The regression analysis tells us the following (Table 3). First, each dollar increase in the median income is associated with a .0001% increase in the equality of pay between men and women. Note that the coefficient is not statistically significant so we can’t be sure whether it is zero. Each time we double the density variable, there is a .5% increase in pay equity. However, again this value is not statistically significant, so we can’t be sure that value is not zero also. Finally, the fit for this model is considerably worse than for female political equality. With an adjust R-squared of about .1, our model only accounts for about 10% of the variation in female pay equality, which leave a lot to be desired.
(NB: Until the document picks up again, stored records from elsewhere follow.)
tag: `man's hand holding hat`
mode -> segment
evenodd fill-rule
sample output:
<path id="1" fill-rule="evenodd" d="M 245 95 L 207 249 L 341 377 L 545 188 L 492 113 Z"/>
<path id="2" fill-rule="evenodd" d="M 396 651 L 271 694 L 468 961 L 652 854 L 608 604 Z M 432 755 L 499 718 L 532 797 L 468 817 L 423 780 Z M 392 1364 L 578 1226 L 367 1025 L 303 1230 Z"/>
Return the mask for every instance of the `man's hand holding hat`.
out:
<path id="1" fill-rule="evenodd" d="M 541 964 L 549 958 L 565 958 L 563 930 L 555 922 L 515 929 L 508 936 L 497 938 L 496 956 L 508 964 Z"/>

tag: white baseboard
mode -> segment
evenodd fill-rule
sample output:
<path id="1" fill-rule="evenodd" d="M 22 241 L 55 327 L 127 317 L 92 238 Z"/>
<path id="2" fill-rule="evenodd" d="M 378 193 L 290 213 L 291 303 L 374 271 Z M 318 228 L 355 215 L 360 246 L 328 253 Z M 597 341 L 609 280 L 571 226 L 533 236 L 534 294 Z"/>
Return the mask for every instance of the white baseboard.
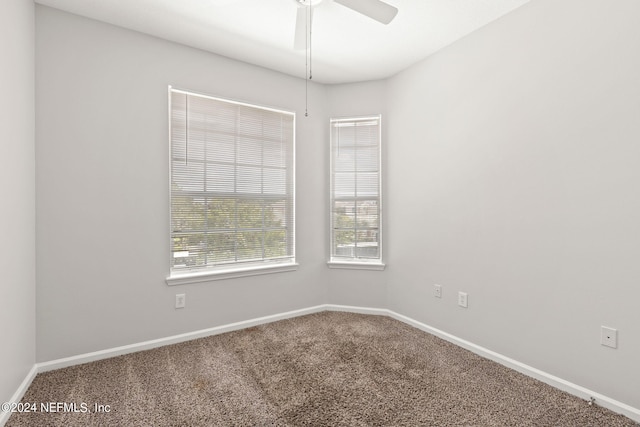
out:
<path id="1" fill-rule="evenodd" d="M 422 322 L 411 319 L 410 317 L 407 317 L 402 314 L 398 314 L 394 311 L 383 309 L 383 308 L 368 308 L 368 307 L 346 306 L 346 305 L 336 305 L 336 304 L 323 304 L 315 307 L 288 311 L 285 313 L 259 317 L 251 320 L 245 320 L 242 322 L 230 323 L 228 325 L 217 326 L 209 329 L 202 329 L 199 331 L 189 332 L 189 333 L 180 334 L 180 335 L 174 335 L 166 338 L 160 338 L 160 339 L 151 340 L 151 341 L 144 341 L 137 344 L 130 344 L 130 345 L 125 345 L 121 347 L 100 350 L 92 353 L 81 354 L 78 356 L 52 360 L 50 362 L 37 363 L 34 366 L 34 368 L 31 370 L 29 375 L 27 375 L 27 378 L 25 378 L 25 380 L 23 381 L 23 384 L 20 386 L 18 391 L 16 391 L 14 395 L 14 399 L 16 400 L 12 400 L 12 401 L 17 402 L 19 401 L 20 398 L 22 398 L 22 395 L 24 395 L 25 391 L 29 387 L 29 384 L 31 384 L 31 381 L 33 380 L 36 373 L 38 372 L 45 372 L 53 369 L 64 368 L 67 366 L 93 362 L 95 360 L 107 359 L 110 357 L 120 356 L 123 354 L 134 353 L 137 351 L 149 350 L 152 348 L 162 347 L 169 344 L 176 344 L 184 341 L 193 340 L 196 338 L 203 338 L 211 335 L 222 334 L 225 332 L 231 332 L 239 329 L 249 328 L 251 326 L 262 325 L 266 323 L 275 322 L 278 320 L 290 319 L 293 317 L 303 316 L 303 315 L 312 314 L 312 313 L 318 313 L 322 311 L 345 311 L 350 313 L 382 315 L 382 316 L 392 317 L 396 320 L 404 322 L 422 331 L 428 332 L 439 338 L 442 338 L 446 341 L 456 344 L 482 357 L 486 357 L 487 359 L 493 360 L 494 362 L 500 363 L 501 365 L 514 369 L 520 373 L 528 375 L 532 378 L 535 378 L 539 381 L 549 384 L 562 391 L 566 391 L 567 393 L 570 393 L 574 396 L 580 397 L 585 400 L 590 400 L 591 398 L 593 398 L 595 399 L 595 402 L 598 405 L 605 407 L 607 409 L 610 409 L 619 414 L 625 415 L 636 422 L 640 422 L 640 409 L 638 408 L 634 408 L 625 403 L 619 402 L 615 399 L 612 399 L 610 397 L 597 393 L 593 390 L 589 390 L 577 384 L 573 384 L 562 378 L 556 377 L 554 375 L 551 375 L 549 373 L 536 369 L 532 366 L 518 362 L 517 360 L 511 359 L 500 353 L 496 353 L 492 350 L 481 347 L 472 342 L 463 340 L 462 338 L 458 338 L 447 332 L 441 331 L 440 329 L 433 328 Z M 6 422 L 6 419 L 2 421 L 5 415 L 8 415 L 8 414 L 5 414 L 5 413 L 1 414 L 3 418 L 0 418 L 0 426 L 3 425 L 3 422 Z M 8 419 L 8 416 L 6 418 Z"/>
<path id="2" fill-rule="evenodd" d="M 20 383 L 20 386 L 18 387 L 16 392 L 13 393 L 13 396 L 11 396 L 11 399 L 9 399 L 8 402 L 9 403 L 20 402 L 20 400 L 22 400 L 22 397 L 29 389 L 31 382 L 33 381 L 33 379 L 36 377 L 37 374 L 38 374 L 38 366 L 33 365 L 31 367 L 31 370 L 27 374 L 27 376 L 24 378 L 24 380 L 22 380 L 22 383 Z M 9 421 L 10 416 L 11 416 L 11 412 L 5 412 L 0 410 L 0 426 L 4 426 L 7 423 L 7 421 Z"/>
<path id="3" fill-rule="evenodd" d="M 348 311 L 352 313 L 386 315 L 386 316 L 392 317 L 396 320 L 399 320 L 410 326 L 413 326 L 414 328 L 418 328 L 422 331 L 428 332 L 432 335 L 435 335 L 439 338 L 444 339 L 445 341 L 449 341 L 450 343 L 453 343 L 459 347 L 467 349 L 472 353 L 485 357 L 489 360 L 492 360 L 496 363 L 506 366 L 507 368 L 518 371 L 529 377 L 535 378 L 538 381 L 542 381 L 545 384 L 549 384 L 552 387 L 565 391 L 581 399 L 589 401 L 593 398 L 595 399 L 594 402 L 596 404 L 604 408 L 610 409 L 611 411 L 616 412 L 618 414 L 622 414 L 626 417 L 629 417 L 636 422 L 640 422 L 640 409 L 638 408 L 634 408 L 632 406 L 627 405 L 626 403 L 622 403 L 620 401 L 617 401 L 608 396 L 602 395 L 593 390 L 589 390 L 585 387 L 579 386 L 572 382 L 566 381 L 562 378 L 556 377 L 555 375 L 551 375 L 547 372 L 541 371 L 532 366 L 518 362 L 517 360 L 511 359 L 510 357 L 507 357 L 500 353 L 496 353 L 495 351 L 481 347 L 467 340 L 463 340 L 462 338 L 458 338 L 455 335 L 451 335 L 447 332 L 441 331 L 440 329 L 436 329 L 422 322 L 418 322 L 417 320 L 414 320 L 402 314 L 398 314 L 394 311 L 391 311 L 388 309 L 380 309 L 380 308 L 352 307 L 352 306 L 331 305 L 331 304 L 327 304 L 326 309 L 333 310 L 333 311 Z"/>
<path id="4" fill-rule="evenodd" d="M 163 347 L 165 345 L 177 344 L 185 341 L 195 340 L 197 338 L 208 337 L 211 335 L 224 334 L 225 332 L 237 331 L 239 329 L 250 328 L 252 326 L 263 325 L 266 323 L 276 322 L 278 320 L 290 319 L 292 317 L 304 316 L 305 314 L 318 313 L 321 311 L 326 311 L 324 305 L 288 311 L 280 314 L 273 314 L 270 316 L 258 317 L 250 320 L 243 320 L 241 322 L 229 323 L 227 325 L 201 329 L 199 331 L 187 332 L 184 334 L 173 335 L 166 338 L 143 341 L 136 344 L 123 345 L 121 347 L 94 351 L 77 356 L 65 357 L 49 362 L 38 363 L 38 372 L 52 371 L 54 369 L 66 368 L 68 366 L 75 366 L 83 363 L 94 362 L 96 360 L 108 359 L 110 357 L 122 356 L 123 354 L 150 350 L 157 347 Z"/>
<path id="5" fill-rule="evenodd" d="M 347 313 L 358 313 L 358 314 L 371 314 L 374 316 L 390 316 L 391 311 L 386 308 L 370 308 L 370 307 L 356 307 L 355 305 L 336 305 L 336 304 L 325 304 L 325 311 L 345 311 Z"/>
<path id="6" fill-rule="evenodd" d="M 556 377 L 555 375 L 551 375 L 547 372 L 541 371 L 532 366 L 518 362 L 517 360 L 511 359 L 510 357 L 507 357 L 500 353 L 496 353 L 495 351 L 481 347 L 467 340 L 463 340 L 462 338 L 458 338 L 455 335 L 451 335 L 447 332 L 441 331 L 440 329 L 433 328 L 422 322 L 418 322 L 417 320 L 411 319 L 410 317 L 403 316 L 402 314 L 389 311 L 389 315 L 394 319 L 397 319 L 401 322 L 404 322 L 422 331 L 428 332 L 432 335 L 435 335 L 439 338 L 442 338 L 446 341 L 456 344 L 457 346 L 465 348 L 473 353 L 476 353 L 479 356 L 485 357 L 489 360 L 493 360 L 494 362 L 504 365 L 507 368 L 513 369 L 529 377 L 535 378 L 538 381 L 542 381 L 545 384 L 549 384 L 552 387 L 555 387 L 562 391 L 566 391 L 567 393 L 577 396 L 581 399 L 584 399 L 587 401 L 594 399 L 594 402 L 596 404 L 604 408 L 610 409 L 611 411 L 616 412 L 618 414 L 622 414 L 626 417 L 629 417 L 636 422 L 640 422 L 640 409 L 638 408 L 634 408 L 632 406 L 627 405 L 626 403 L 619 402 L 615 399 L 604 396 L 593 390 L 589 390 L 585 387 L 579 386 L 572 382 L 566 381 L 562 378 Z"/>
ggplot(states, aes(medinc, percwom)) + geom_point() +
  geom_text(size=3, aes(label = st, size = 1, hjust = 0, vjust=-1), show.legend=FALSE) +
  labs(title = paste("Figure 3: Median income increases Female Pay Equality")) +
  geom_smooth(method="lm", se=F, fullrange=F) + theme_minimal() + 
  ylab("Percentage of Women's Income When Compared to Men's") +
  xlab("Median Income")

ggplot(states, aes(log2(density), percwom)) + geom_point() +
  geom_text(size=3, aes(label = st, size = 1, hjust = 0, vjust=-1), show.legend=FALSE) +
  labs(title = paste("Figure 4: Median Income Decreases Pay Equity")) +
  geom_smooth(method="lm", se=F, fullrange=F) + theme_minimal() + 
  ylab("Percentage of Women's Income When Compared to Men's") +
  xlab("People per square mile")

payeq.lm <- lm(percwom ~ stuspend + medinc + log2(density) + newimmig, data=states)
pander(payeq.lm)
Fitting linear model: percwom ~ stuspend + medinc + log2(density) + newimmig
  Estimate Std. Error t value Pr(>|t|)
stuspend -0.0008756 0.0004481 -1.954 0.05693
medinc 9.697e-05 9.55e-05 1.015 0.3153
log2(density) 0.4926 0.3171 1.553 0.1273
newimmig 2.775e-05 1.623e-05 1.71 0.09413
(Intercept) 77.58 4.244 18.28 1.871e-22
stargazer(payeq.lm, header=FALSE)

Discussion

The policy implications for this work are several. First, we shouldn’t conflate all issues of gender inequality together, because some have different causes than others. Second, while higher median incomes seem to help increase political representation of women, they seem less effective in generating equality for women in the economic sphere. The failure of our empirical implication section, should be looked into further to determine exactly what the best means to ameliorate the wage gap is, but it’s almost certainly not the variables we discussed. In the future, we should look into other socio-economic variables to account for the discrepancy. One possible area to look into regarding the unanswered question would be state education level.

Conclusion

In this paper I argue that while income has a very important deterrent effect on female political representation, that impact does not extend to other issues of gender inequality. While regression results showed that income has a strong association with female representation, controlling for education spending,immigration, and population density, it does not have a strong association with pay equality.

The main implication of this paper is that not all issues of gender inequity should be treated the same, and that further investigation into the causes of the gender wage gap is necessary.